The author has merits, she had a very entertaining idea that despite seen a lot on movies and TV series, it is not very frequent on books. And much less a plot twist - hence not saying here what it is about.

I didn't have expectations from the summary. I felt it could go so many ways I just wanted some new airs to YA's and I should say this book accomplished that much. It also falls for the same old traps the bellow-average YA's do, unfortunately.

I did enjoy the beginning, for the first 10% maybe I thought this could be really good. There was the mystery and the goosebumps from trying to imagine what the foursome could have done to Sarah, aka the dead girl. As I read on, the plot followed a more conventional path, to the point I thought the dead girl and all the secrecy were just props for a teenage love story.

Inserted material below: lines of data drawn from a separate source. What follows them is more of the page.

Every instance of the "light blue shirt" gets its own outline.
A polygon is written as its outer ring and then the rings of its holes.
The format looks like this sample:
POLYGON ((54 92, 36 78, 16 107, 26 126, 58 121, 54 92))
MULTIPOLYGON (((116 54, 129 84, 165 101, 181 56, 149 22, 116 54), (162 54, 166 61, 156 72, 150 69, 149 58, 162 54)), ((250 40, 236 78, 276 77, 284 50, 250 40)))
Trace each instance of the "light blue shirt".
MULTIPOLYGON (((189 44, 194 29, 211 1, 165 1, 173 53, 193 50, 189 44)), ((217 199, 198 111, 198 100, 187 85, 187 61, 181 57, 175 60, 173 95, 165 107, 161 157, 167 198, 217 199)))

This twist could have been for the win but when it happened so late in the book, I didn't feel fooled but lied to. Of course I had considered the possibility but as hints were dropped, a lot of the story denied it could happen. The taste on my mouth was that the author lied to me there and now anything was possible, for she broke the rules set for this game. I should reassure you she didn't, at least.

Bitterness subdued, I thought this could still reach 4 stars if it worked hard. But it was all a sequence of missteps, crumblings, and a free fall into a frozen river.

The characters are not well developed, aside from Laura, Sarah and Charlie. Even Amanda and Sasha who appear a lot seem too single-purposed to be round. Some characters pop up and you think they could be important because they do take a lot of space, Becca being the big example, but that's just it, they pop and fade away. And no one was likable. Nothing the author revealed really made me identify, take pity or anything. Geez, I couldn't even relate to Charlie's mother who I could have ate least come to call a poor woman. What happened to his dad anyway?

The big plan behind the story was also hard to believe. I found it already too fetched that a 14-year-old could become such a hacker but I was willing to. Now the big plan was too much. A regular fourteen-year-old couldn't go that far on her own and basically all of a sudden. Also the details with which she planned it to happen would have required a third eye at least, not just a "tipper". I didn't buy it, which made fall through the basis for everything happening,

Last, I'd have appreciated knowing this wasn't a single book. I'm glad I knew most of the story here so the cliffhanger is the only tease for you to keep reading. Nevertheless, finding out so late that it wasn't the end was infuriating. I even think the end could be edited, cutting here and there, and leaving it for the next book could make it seem more complete, like a standalone.

In sum, I would have liked if someone else had written this for the author. The idea was good, refreshing. The execution was too lacking to believe she could do better by herself.